A controvérsia em torno das decisões de Moraes e o pedido de intimação nos EUA não são eventos isolados. Como mencionado, o ministro chegou a ser alvo de uma sanção sob a Lei Magnitsky, uma legislação americana conhecida por mirar em indivíduos considerados responsáveis por graves violações de direitos humanos e corrupção. A aplicação dessa lei contra um magistrado de outro país por decisões judiciais é um movimento agressivo e que gerou grande repercussão diplomática.
A reversão da sanção, ocorrida cinco meses depois, foi fruto de negociações entre os governos do Brasil e dos Estados Unidos. Esse desfecho demonstrou a capacidade de diálogo e a busca por soluções diplomáticas em momentos de tensão. No entanto, a ação judicial subsequente movida pela Rumble e pela Trump Media, e o pedido de intimação que chegou ao STJ, indicam que as divergências sobre a interpretação de liberdade de expressão e os limites da atuação judicial no combate à desinformação ainda persistem.
Implicações da decisão do STJ para a soberania judicial brasileira
A decisão da Corte Especial do STJ de negar o pedido de intimação de Alexandre de Moraes em um processo movido nos Estados Unidos tem implicações significativas para a soberania judicial brasileira. Ao rejeitar a carta rogatória, o tribunal reafirma o princípio de que magistrados brasileiros não devem ser submetidos a jurisdições estrangeiras por atos praticados no exercício de suas funções dentro do território nacional.
Esta decisão estabelece um precedente importante para futuras solicitações de cooperação judiciária internacional que envolvam autoridades brasileiras. Ela reforça a ideia de que o Poder Judiciário brasileiro é autônomo e que suas decisões, quando fundamentadas na legislação pátria e nos princípios constitucionais, devem ser respeitadas por outros países. A negativa do STJ protege a independência judicial e impede que interferências externas possam comprometer o trabalho de juízes e ministros.
A análise da carta rogatória pelo STJ considerou aspectos jurídicos e diplomáticos, buscando equilibrar a cooperação internacional com a defesa da soberania nacional. A manifestação contrária da PGR, argumentando que não se pode punir magistrados por atos de ofício, foi um fator determinante para a decisão. Com a negativa, o processo judicial nos EUA que visava intimar Moraes e desconsiderar suas ordens no Brasil tem seu curso prejudicado na justiça brasileira, embora o governo americano ainda possa buscar outras vias ou apresentar recurso.
O futuro do caso: arquivamento e possíveis desdobramentos
Com a decisão do STJ de negar a carta rogatória, o processo que tramitava na corte brasileira tende ao arquivamento. Isso significa que o pedido formal para que Alexandre de Moraes fosse intimado nos Estados Unidos, para se defender em uma ação movida pelo Rumble e pela Trump Media, não será atendido pelo judiciário brasileiro.

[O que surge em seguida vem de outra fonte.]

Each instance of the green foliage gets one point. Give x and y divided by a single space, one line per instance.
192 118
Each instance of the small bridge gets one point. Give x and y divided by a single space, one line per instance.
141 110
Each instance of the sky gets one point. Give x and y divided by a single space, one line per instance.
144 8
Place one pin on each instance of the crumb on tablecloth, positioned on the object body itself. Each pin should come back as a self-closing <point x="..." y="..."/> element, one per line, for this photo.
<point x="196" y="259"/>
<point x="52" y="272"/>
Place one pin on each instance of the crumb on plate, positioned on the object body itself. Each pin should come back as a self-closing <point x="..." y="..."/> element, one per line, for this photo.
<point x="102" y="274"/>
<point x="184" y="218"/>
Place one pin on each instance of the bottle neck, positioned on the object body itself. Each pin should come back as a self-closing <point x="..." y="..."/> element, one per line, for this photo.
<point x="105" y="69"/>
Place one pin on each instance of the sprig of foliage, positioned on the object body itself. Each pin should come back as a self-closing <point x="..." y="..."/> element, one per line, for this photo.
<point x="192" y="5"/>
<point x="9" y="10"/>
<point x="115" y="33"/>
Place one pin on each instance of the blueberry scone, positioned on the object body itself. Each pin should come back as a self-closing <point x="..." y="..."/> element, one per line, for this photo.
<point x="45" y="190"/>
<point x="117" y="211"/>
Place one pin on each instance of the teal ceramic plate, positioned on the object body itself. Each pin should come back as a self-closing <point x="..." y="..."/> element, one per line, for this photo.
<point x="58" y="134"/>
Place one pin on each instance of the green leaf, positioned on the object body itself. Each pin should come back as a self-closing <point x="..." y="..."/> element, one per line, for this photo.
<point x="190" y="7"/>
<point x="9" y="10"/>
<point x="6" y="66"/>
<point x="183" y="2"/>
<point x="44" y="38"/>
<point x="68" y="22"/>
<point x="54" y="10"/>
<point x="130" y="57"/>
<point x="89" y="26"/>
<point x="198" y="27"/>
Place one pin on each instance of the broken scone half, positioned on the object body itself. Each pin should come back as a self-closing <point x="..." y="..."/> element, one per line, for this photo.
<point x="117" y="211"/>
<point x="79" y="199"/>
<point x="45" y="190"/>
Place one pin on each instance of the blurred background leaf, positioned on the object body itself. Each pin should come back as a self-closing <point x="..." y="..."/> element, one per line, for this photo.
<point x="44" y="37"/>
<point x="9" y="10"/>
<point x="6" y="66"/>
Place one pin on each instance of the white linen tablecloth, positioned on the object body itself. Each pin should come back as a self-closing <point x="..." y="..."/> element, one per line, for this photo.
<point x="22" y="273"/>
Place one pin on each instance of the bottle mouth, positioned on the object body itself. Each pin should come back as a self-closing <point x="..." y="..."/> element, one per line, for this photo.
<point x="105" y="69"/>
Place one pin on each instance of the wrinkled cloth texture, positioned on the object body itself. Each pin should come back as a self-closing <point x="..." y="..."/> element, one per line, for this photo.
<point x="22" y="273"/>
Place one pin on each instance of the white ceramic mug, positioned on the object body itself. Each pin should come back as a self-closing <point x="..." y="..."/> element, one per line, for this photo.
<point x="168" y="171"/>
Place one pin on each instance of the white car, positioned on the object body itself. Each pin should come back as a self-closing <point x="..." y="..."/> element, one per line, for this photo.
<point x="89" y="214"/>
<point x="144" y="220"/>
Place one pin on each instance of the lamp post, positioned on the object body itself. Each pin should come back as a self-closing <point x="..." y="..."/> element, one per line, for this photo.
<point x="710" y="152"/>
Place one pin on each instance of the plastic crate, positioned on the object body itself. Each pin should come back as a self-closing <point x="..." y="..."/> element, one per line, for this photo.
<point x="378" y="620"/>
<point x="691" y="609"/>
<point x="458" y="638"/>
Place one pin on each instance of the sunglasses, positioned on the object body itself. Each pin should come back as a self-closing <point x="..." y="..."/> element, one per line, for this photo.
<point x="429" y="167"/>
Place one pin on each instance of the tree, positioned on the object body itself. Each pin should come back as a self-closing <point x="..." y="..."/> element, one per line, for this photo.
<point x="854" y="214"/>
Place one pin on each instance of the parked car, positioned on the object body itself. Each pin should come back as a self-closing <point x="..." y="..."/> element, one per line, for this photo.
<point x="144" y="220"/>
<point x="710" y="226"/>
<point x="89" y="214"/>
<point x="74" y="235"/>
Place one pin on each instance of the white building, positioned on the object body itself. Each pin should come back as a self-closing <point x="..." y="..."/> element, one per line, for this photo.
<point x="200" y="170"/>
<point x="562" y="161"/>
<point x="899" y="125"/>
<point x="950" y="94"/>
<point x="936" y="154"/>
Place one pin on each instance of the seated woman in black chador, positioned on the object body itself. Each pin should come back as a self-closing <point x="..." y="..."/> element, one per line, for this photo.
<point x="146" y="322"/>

No entanto, a possibilidade de recurso por parte do governo dos Estados Unidos não está totalmente descartada. Dependendo das regras processuais americanas e dos acordos de cooperação entre os países, pode haver tentativas de dar continuidade à demanda ou de buscar outras formas de obter a manifestação do ministro brasileiro. Contudo, o posicionamento do STJ cria um obstáculo jurídico significativo para tais iniciativas.
O caso levanta debates importantes sobre os limites da jurisdição em um mundo cada vez mais conectado, o papel das plataformas digitais na disseminação de informações e a forma como o direito internacional e a soberania nacional devem interagir no combate a crimes e à desinformação. A decisão do STJ, ao proteger a atuação de seus magistrados, sinaliza um caminho de reafirmação da autonomia judicial brasileira no cenário global.